THE GREATEST AMERICAN HERO is billed as a drama/comedy series, a dual identity that likely was closer to reality in the early '80s than it is now compared to significantly darker modern TV dramas. It's difficult to take any of the show's dramatic content at face seriously given the overall lightness of the mood (and of the violence), especially when Ralph sports his comic book-style caped body suit. Happily, though, the show doesn't even take itself too seriously, working in a lot of self-deprecating chuckles at the expense of the characters' personalities and, especially in the early stages, Ralph's ill-fated attempts to control his new powers. What's more, it boasts one of the best and most celebrated theme songs in TV history.
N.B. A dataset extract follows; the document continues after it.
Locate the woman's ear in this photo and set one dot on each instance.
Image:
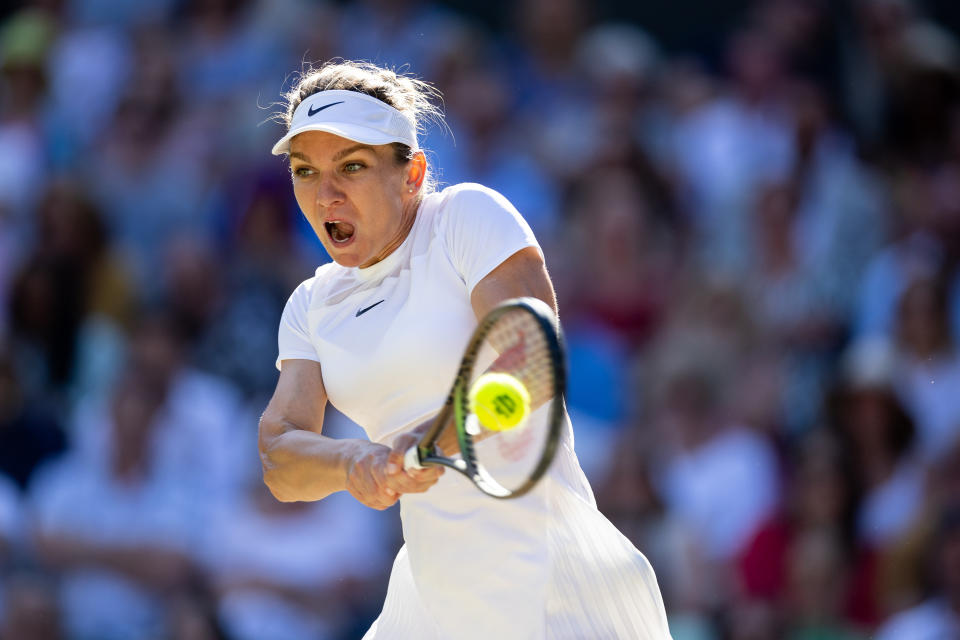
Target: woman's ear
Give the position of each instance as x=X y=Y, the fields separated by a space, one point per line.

The flipside of The Greatest American Hero's age-related comically bad stunts and special effects is the care it gives to developing quality characters. Much of Ralph's charm stems from the fact that he's a hero out of his suit as well as in it, a teacher who goes out of his way to inspire troubled students, and someone who drops everything to help a friend in need. Likewise, Pam is far more than just a pretty face; she's a whip-smart attorney who represents a new (at that time) generation of independent women, deliberately contrasting other females in many of the stories. Given its relatively mild content and the intriguing characters at its heart, this series is a fun escape from today's heavier dramas and can be fun for families to watch together.
Families can talk about...
Families can talk about what determines a show's entertainment value. What do you look for in a "good" show? Interesting characters? Mystery? Suspense? Why do some shows stand the test of time and others don't? How does this one rate?
What aspects of this series reflect the time in which it's set? How do the characters' mannerisms or values relate to their time? If someone arrived in our society right now, what would they make of our priorities and the tone of our culture?
If this series is to be believed, then people in authority are usually the good guys. Do you think this is true? Are our community and national leaders always the best and the brightest? Is it possible to know a person's true motivations?